For a number of years I have been fascinated by the idea of using the materials from a place to make instruments whose sound is therefore of that place, in particular violin bows and and stringed instruments. Working with the land at Lossenham offered me the opportunity to create and explore sound production by constructing bows from materials gathered or connected with Lossenham and the Priory.

Materials forming the bow have a direct influence on its sound. Pernambuco a wood native to Brazil, is the favourite wood of the modern bow, is now endangered and scarce, it is favoured because of its brittle strength, its density transmits sound waves at speed through its length working with the violin to produce a strong bright tone that project to the back of large auditoriums.

Before the modern pernambuco violin bow, all bows were made of the native European woods such as yew, beech, larch, also fruit woods cherry and pear depending on the woods available locally. These baroque bows were shorter and lighter and curved outward making them expressive and quick, ideal for the rhythms and expressions of baroque music where musicians were often expected to add there own flourishes to the noted music of composers such as Bach and Handel, the baroque bows sound fades and rises with a similarity to speech or singing, rather than the strong melodic sound of todays modern bow.

My aim is to explore the materiality of these early bow woods some of which can be found at Lossenham and compare their individual sound in relation to the Lossenham landscape. The bow or bows will be played as part of a soundscape, composed by Russell Burden, in which hydrophone recordings of the natural life within the Priory ponds at Lossenham will be overlaid with the string sound of the bows. The strings offer a human element to the composition, echoing the sites settlement by bronze and iron age people and the eventual founding of the Priory.

The natural and human history of place feed into the material choices made for the bow. The bow stick is made from a small piece of a large fallen yew. Yew is an ancient spiritual tree wood whose mythology harks back to early and pre-christian rites, and one I felt had a strong connection to the founding of the Carmelite Priory, and possibly the beliefs held before the arrival of early christianity. The bow frog is the fruit wood cherry, sourced from managed log stacks at Lossenham, with a tip faceplate and frog faceplate of bone, reminding us of mortality, we are born of the earth and return to the earth.
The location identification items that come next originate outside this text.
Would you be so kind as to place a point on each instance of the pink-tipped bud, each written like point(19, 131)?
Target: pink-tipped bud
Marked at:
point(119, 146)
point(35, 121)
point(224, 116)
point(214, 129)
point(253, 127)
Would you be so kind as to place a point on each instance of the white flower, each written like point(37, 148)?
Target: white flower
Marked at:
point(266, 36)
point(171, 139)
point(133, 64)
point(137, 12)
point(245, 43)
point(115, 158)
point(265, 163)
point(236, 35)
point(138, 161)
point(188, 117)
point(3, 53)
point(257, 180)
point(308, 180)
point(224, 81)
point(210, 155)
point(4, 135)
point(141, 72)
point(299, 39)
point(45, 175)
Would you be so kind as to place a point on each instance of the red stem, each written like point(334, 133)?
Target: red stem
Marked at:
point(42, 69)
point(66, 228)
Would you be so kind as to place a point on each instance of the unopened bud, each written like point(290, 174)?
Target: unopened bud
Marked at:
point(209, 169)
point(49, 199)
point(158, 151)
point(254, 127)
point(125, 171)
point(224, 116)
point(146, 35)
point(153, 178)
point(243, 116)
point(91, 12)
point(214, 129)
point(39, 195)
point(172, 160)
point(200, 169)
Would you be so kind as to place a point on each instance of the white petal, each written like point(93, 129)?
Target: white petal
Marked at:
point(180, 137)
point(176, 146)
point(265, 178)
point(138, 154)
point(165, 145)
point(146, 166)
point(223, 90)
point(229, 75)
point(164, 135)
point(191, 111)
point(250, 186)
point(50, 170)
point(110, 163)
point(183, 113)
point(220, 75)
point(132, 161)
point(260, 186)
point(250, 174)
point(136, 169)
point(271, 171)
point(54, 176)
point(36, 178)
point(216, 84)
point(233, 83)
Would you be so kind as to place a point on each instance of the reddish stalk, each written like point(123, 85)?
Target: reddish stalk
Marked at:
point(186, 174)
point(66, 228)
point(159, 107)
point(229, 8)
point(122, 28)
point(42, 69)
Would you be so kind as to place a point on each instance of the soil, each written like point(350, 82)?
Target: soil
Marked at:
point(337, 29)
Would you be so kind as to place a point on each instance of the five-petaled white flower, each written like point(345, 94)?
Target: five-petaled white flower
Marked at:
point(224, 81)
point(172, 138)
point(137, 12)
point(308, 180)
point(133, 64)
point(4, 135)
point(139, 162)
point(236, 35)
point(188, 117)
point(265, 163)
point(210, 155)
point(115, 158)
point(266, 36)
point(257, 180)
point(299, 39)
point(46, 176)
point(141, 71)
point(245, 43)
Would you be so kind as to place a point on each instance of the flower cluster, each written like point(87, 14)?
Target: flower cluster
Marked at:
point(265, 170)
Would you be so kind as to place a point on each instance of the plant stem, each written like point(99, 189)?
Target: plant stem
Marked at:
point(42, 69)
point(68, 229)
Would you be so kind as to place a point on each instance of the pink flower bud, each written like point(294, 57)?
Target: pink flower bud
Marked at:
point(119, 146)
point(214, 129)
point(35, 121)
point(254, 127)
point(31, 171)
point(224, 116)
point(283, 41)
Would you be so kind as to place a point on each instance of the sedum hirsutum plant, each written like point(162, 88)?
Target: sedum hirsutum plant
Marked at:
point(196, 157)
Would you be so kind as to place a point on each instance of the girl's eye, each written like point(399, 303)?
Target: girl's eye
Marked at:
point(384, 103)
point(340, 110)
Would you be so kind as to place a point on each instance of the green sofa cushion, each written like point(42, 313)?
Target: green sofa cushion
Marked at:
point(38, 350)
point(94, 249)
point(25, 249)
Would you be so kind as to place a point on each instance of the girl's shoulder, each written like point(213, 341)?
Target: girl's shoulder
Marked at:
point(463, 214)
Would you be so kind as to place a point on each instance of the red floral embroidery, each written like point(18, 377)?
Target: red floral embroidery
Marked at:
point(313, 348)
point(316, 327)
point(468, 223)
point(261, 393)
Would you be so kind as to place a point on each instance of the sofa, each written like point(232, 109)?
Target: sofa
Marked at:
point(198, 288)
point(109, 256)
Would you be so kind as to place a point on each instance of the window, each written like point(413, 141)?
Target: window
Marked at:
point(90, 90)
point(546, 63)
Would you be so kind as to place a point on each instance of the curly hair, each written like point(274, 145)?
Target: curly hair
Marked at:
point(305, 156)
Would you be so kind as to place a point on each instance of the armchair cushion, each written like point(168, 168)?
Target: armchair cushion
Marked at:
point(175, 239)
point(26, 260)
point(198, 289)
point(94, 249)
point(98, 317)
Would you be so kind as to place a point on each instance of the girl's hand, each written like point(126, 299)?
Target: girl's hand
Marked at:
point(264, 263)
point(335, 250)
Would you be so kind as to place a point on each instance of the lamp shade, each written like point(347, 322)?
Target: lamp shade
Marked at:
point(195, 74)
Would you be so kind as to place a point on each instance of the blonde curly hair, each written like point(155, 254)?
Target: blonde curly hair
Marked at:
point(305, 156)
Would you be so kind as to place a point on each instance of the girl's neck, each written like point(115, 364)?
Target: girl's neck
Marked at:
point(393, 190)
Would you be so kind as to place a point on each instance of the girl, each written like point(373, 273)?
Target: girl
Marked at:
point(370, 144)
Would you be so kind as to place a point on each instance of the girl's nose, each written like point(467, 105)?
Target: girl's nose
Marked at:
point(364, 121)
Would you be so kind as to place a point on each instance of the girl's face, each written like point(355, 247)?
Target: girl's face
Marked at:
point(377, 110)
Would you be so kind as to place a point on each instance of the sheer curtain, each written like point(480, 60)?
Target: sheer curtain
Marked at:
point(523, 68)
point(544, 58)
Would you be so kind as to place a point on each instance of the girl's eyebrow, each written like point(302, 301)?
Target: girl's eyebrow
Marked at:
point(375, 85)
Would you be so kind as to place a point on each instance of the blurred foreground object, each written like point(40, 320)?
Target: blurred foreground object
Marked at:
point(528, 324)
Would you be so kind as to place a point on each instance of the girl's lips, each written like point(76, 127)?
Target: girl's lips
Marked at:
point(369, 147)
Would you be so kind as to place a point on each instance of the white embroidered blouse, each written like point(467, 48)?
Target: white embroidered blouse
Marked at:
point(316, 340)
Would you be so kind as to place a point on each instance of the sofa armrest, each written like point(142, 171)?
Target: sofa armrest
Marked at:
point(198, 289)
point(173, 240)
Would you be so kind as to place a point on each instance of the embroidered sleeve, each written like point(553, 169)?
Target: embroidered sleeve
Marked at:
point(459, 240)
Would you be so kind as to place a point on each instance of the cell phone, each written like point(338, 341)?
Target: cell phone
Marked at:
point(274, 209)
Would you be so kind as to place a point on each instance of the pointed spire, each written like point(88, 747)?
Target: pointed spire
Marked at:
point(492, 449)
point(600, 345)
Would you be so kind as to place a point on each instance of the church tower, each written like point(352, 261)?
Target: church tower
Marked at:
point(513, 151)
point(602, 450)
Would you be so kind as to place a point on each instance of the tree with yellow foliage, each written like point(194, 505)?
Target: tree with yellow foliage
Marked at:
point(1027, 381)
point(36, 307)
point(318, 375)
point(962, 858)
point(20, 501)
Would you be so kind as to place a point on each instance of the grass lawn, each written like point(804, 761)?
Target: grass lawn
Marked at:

Working with site specific materials can present certain challenges, especially for string instrument bows whose role is functional and requires strength, flexibility and an understanding of the forces at work to produce sound. Therefore although baroque bows rarely have a faceplate, in this instance I created a bone faceplate to protect the brittle yew tip if it gets knocked, and also a bone faceplate on the frog which is in this instance is made from Lossenham cherry wood as apposed to the usual ebony or box wood, which is harder and more durable.

Early baroque bows are usually created to from a straight stick which bends to form a convex camber when the hair is tightened, more modern bows are gently heated and manipulated to form a camber which is a concave giving the stick extra strength. The grain of the piece of yew wood gently curved and I decided to shape the stick with grain following this natural concave camber, it would then have the strength of a transitional bow, a bow that sits between the early baroque and early modern bow form. I also decided to mortice the stick and fit a screw adjuster for the frog, this would allow the bow hair tension to be finely adjusted much like a modern bow.